Un presunto bisticcio in fabbrica e vengono cacciate.

Succede alla MA2 di Atessa (Ch), ex Ingegneria Italia, dove - scrive in una nota, a firma del segretario provinciale Andrea De Lutis, la Fiom Cgil Chieti,  - "probabilmente c’è stata la volontà di 'colpirne uno (due) per educarne 100' ".

Il 13 giugno scorso - viene spiegato - due lavoratrici della MA2 hanno avuto un alterco (è l’azienda stessa che ha dato questa definizione), come tanti di noi ne abbiamo avuti e purtroppo ne avremo, ma questa volta per questa probabile discussione fra lavoratrici la punizione è stata troppo, molto dura". E' sfociata in licenziamento.

"Prima di erogare una sanzione del genere, - chiede De Lutis - si è riflettuto su quanto questa possa pesare sulla vita delle persone interessate? Sorge spontanea una domanda, in azienda ognuno può fare quello che vuole? Certo che no, per questo esistono le regole. Le regole vanno rispettate. Le devono rispettare i lavoratori, le dovrebbero rispettare anche le aziende, si, perché esistono anche per loro. Cosa dicono le norme e il Contratto nazionale di lavoro sulle sanzioni disciplinari? devono essere proporzionate ai fatti accaduti. Nel caso di “alterco” (cit. aziendale) che punizione prevede il CCNL? Non il licenziamento. Come si orienta solitamente la giurisprudenza anche in casi ben più gravi? Non verso il licenziamento. Cosa prevede la procedura del Contratto e della legge 300 in caso di contestazioni disciplinari? Contestazione, giustificazioni, e se l’impresa ritiene di non accettare le giustificazioni, irrogazione della sanzione".

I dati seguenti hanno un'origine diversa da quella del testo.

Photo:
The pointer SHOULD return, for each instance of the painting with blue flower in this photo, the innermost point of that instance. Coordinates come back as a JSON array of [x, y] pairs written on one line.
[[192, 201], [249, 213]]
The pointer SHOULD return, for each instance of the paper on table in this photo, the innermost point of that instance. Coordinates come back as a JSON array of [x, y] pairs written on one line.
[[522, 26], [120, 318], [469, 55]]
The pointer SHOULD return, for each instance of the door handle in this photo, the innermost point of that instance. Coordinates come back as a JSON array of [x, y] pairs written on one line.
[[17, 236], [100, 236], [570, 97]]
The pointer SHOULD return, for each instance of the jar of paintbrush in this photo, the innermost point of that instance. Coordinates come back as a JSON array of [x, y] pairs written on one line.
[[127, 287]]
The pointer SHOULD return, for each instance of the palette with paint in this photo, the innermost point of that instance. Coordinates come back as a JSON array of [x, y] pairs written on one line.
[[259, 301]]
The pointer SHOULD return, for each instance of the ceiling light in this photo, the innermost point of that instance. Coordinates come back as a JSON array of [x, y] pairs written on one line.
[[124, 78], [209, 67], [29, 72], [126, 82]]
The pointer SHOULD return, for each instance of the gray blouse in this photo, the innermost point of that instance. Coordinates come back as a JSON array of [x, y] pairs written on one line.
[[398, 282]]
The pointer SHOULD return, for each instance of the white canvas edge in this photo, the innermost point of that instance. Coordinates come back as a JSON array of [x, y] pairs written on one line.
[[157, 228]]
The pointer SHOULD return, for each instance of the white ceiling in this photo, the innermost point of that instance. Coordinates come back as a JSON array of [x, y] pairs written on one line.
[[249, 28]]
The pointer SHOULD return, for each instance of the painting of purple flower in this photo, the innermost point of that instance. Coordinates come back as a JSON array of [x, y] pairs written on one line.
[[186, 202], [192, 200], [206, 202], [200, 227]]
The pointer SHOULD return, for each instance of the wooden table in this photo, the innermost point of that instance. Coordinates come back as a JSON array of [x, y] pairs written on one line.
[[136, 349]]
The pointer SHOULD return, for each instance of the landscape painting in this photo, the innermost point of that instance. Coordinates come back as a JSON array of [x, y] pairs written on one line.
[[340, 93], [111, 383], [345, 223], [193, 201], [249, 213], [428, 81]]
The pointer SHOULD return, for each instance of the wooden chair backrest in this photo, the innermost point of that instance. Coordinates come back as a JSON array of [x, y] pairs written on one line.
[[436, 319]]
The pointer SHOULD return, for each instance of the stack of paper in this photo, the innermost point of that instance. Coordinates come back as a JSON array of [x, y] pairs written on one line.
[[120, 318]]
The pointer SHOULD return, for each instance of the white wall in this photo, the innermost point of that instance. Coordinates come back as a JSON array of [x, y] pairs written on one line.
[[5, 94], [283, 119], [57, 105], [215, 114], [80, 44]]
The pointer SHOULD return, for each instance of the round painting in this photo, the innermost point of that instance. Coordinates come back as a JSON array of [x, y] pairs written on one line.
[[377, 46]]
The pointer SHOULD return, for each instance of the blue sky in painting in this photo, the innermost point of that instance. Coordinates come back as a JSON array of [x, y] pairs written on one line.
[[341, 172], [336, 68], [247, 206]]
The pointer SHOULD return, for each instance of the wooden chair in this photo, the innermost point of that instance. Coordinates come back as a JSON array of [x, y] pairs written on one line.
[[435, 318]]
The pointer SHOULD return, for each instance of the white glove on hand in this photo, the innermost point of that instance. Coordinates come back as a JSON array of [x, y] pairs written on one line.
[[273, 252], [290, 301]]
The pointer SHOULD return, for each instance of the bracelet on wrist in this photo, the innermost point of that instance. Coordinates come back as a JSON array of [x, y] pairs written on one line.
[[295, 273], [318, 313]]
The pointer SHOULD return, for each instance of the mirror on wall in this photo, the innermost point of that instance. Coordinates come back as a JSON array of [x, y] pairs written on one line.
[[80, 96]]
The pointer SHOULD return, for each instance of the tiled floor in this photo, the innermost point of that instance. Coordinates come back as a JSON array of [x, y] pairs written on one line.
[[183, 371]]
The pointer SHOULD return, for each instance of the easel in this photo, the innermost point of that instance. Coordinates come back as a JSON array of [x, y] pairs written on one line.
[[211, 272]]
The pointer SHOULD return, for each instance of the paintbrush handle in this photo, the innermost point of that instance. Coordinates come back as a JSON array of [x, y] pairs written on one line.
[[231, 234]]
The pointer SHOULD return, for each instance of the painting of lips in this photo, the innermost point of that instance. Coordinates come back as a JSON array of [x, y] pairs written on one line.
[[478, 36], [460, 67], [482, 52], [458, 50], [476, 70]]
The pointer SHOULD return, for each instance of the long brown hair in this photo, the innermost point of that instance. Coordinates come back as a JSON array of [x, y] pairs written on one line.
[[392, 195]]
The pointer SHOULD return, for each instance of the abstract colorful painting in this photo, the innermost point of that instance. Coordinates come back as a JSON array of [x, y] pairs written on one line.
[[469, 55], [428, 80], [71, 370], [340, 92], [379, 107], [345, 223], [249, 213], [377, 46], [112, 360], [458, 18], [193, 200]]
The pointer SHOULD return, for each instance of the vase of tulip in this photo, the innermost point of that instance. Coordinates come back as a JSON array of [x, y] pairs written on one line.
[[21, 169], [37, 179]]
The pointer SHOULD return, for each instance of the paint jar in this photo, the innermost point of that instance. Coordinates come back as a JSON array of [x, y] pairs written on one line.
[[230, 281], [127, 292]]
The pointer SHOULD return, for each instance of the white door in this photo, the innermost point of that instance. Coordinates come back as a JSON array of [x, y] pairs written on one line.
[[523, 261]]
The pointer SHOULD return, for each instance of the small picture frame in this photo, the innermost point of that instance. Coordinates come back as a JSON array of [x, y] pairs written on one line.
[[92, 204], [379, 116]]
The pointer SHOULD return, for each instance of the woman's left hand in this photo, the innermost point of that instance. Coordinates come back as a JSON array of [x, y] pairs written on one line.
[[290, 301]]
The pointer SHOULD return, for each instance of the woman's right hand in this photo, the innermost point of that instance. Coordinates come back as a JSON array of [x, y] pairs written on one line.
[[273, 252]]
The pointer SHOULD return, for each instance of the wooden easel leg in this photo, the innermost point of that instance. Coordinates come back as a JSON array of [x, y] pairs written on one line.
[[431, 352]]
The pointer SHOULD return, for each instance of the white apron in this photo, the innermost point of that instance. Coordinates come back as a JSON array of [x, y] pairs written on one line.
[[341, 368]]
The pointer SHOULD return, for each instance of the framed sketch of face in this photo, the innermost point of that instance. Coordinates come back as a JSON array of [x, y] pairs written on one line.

Qui pare essere andata diversamente. "In questa vicenda no, la procedura è stata un’altra. Dopo la presunta diatriba, istantaneamente le lavoratrici sono state convocate in direzione e in tutto questo senza nessuna assistenza sindacale e la mente annebbiata. Si sono trovate davanti un foglio bianco e una penna e sono state invitate a rilasciare e firmare delle dichiarazioni “spontanee”, e qui l’azienda probabilmente è diventata giudice prima che loro potessero dare le vere controdeduzioni. In quale parte del Contratto e/o della legge 300 è scritta questa procedura? Nessuna. E’ normale approfittare di un contesto? In pochissimi minuti sono avvenuti i fatti, l’azienda ha fatto scrivere e firmare le dichiarazioni, ha emesso le contestazioni, le lavoratrici sono state sospese e spedite a casa. In fase di controdeduzioni il 18 giugno 2024, abbiamo anche lamentato che i fatti reali fossero ben diversi da quelli riportati fornendo anche prove e nomi di rtestimoni a conoscenza dei fatti che non sono mai stati ascoltati".

"A pensar male si sbaglia - rimarca De Lutiis - ma, vista l’ evoluzione della vicenda, (più di) qualche pensiero sulla volontà di voler forzare la mano per arrivare al licenziamento ci attraversa la mente. Ieri abbiamo inviato all’ azienda l’invito a tornare sui propri passi: ha questa facoltà per alcuni giorni ed è l’unica cosa giusta che la MA possa fare". 

A sostegno delle due lavoratrici sono state proclamate 8 ore di sciopero per il 25 giugno su tutti i turni.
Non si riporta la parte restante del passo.